40代男性の平均睡眠時間は過去最低の6時間43分。15年前と比べると約36分も減っている(NHK生活時間調査2010年)。生活習慣や労働環境の変化、ストレスなどによる不眠などが主な要因で、昨今では、スマートフォンの普及も睡眠に悪影響を与えているようだ。
月に1700人ほどの患者を抱え、初診患者も毎月100人前後というグッドスリープクリニック院長・白濱龍太郎医師は睡眠の重要性についてこう語る。
「夜、深く眠っている間に分泌されるホルモンで、新陳代謝が促進され、疲労が取れて、翌日に活力が出ます。これは“アンチエイジングホルモン”とも呼ばれます。反対に、眠りが浅いと基礎代謝が落ち、血中に老廃物が貯まってしまい、血管が硬化し、高血圧など生活習慣病のリスクが高まります。また、昼間には、やる気が出ない、集中力に欠けるといった影響が出ます」
では、質の高い睡眠を確保するにはどうしたらよいのか。自分でできる睡眠環境改善のポイントは「呼吸」「光」「寝返り」だ。白濱医師に聞いた。

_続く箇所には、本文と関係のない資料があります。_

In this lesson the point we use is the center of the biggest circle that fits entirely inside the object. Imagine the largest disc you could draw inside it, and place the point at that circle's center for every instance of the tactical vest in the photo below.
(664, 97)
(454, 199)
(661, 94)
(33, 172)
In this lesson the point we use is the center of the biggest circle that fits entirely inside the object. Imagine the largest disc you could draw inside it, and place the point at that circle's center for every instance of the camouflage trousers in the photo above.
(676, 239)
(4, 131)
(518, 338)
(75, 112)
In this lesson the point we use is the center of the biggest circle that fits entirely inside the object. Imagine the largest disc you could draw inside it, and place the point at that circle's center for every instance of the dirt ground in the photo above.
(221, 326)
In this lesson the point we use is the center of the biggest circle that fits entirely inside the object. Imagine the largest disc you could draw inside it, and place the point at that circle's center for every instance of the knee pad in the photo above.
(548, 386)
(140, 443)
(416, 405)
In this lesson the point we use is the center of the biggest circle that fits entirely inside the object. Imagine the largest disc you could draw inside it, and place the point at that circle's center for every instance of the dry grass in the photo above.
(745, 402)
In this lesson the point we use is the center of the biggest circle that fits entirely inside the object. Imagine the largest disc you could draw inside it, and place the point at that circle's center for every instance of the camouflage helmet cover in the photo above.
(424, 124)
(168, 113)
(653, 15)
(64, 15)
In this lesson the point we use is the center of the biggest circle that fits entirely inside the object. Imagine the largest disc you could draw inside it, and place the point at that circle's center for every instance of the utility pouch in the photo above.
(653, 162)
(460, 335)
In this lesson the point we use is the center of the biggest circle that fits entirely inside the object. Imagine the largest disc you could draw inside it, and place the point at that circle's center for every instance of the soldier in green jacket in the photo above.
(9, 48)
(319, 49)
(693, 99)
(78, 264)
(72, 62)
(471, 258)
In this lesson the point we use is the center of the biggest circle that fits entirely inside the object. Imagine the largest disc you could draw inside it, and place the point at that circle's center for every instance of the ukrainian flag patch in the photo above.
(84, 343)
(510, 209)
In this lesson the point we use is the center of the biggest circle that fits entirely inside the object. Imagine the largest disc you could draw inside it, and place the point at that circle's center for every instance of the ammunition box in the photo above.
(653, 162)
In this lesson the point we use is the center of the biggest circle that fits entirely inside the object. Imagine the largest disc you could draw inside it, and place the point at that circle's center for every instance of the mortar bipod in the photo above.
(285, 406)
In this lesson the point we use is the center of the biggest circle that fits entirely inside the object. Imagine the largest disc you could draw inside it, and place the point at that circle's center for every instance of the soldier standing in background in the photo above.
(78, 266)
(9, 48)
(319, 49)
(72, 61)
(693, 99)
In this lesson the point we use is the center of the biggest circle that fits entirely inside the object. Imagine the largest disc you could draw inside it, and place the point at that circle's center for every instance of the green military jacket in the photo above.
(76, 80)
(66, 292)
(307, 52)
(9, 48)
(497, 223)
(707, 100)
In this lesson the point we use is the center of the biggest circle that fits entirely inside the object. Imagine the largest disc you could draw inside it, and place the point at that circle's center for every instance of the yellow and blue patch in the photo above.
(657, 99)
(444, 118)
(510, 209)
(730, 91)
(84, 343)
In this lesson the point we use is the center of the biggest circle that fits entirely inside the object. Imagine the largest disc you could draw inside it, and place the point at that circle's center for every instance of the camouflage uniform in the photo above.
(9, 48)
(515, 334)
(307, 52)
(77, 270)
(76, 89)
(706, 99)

「首が太く、短いアジア人は、睡眠中の無呼吸症候群になりやすいのです。特に、中年になって身長と体格のバランスが崩れてくると、のどが圧迫されて空気が通りづらくなります。予防は、口呼吸を避けて、呼吸のための器官である鼻で息をすること。パッチで鼻腔を広げ、口には息が止まらない程度に一カ所軽くテープを止めて寝るなど、鼻呼吸を促す方法もいいでしょう。
また朝には、しっかりと光を浴びること。すると14~16時間後にメラトニンというホルモンがしっかりと出て、睡眠を促す働きをしてくれます」
もう一つ、良質な睡眠のためには脳を休める必要があり、その際に、「寝返り」が重要な役割を果たす。睡眠医療専門医で早稲田大学スポーツ科学学術院の内田直教授はこう解説する。
「なんといっても寝返りを妨げない寝具を選ぶこと。寝返りは深い眠りから浅い眠りに移行するときに行なっていると考えられていますが、寝返りをしづらい布団では、筋肉を余計に動かさなければなりません。筋肉を動かすと脳が働いてしまい、夜中であっても起きてしまうことがあるのです
マットレスの反発力の違いが筋肉にどのような影響を与えるか研究した結果、高反発は低反発よりも寝返りしやすいことが示されました。寝返りのしやすさは、睡眠効率改善につながることが期待されます。さらに体圧分散が優れていることが良い寝具の条件です」
呼吸、光、寝返り――自分の弱点を見極めて、アイテムを利用するのも手だ。呼吸改善には、睡眠中の鼻呼吸を促す「ブリーズライト」(グラクソ・スミクライン)を、光を浴びるには、タイマー予約した起床時刻の30分前から徐々に明るくなり出す「光目覚ましOKIRO」(ムーンムーン)を、スムーズな寝返りには、小さなエネルギーで寝返りがうてる高反発マットレスパッド「エアウィーヴ」(エアウィーヴ)を。
このマットレスパッドは、就寝後に深部体温が下がり、深い眠りに誘うことがスタンフォード大学医学部の研究で証明されている。安定して眠れることから人気は広がり、数年前からフィギュアスケートの浅田真央選手、水泳の北島康介選手、テニスの錦織圭選手らアスリートたちに愛用されていた。さらに今年のロンドンオリンピックでは200名近くの日本代表選手が使用し、大きな話題になった。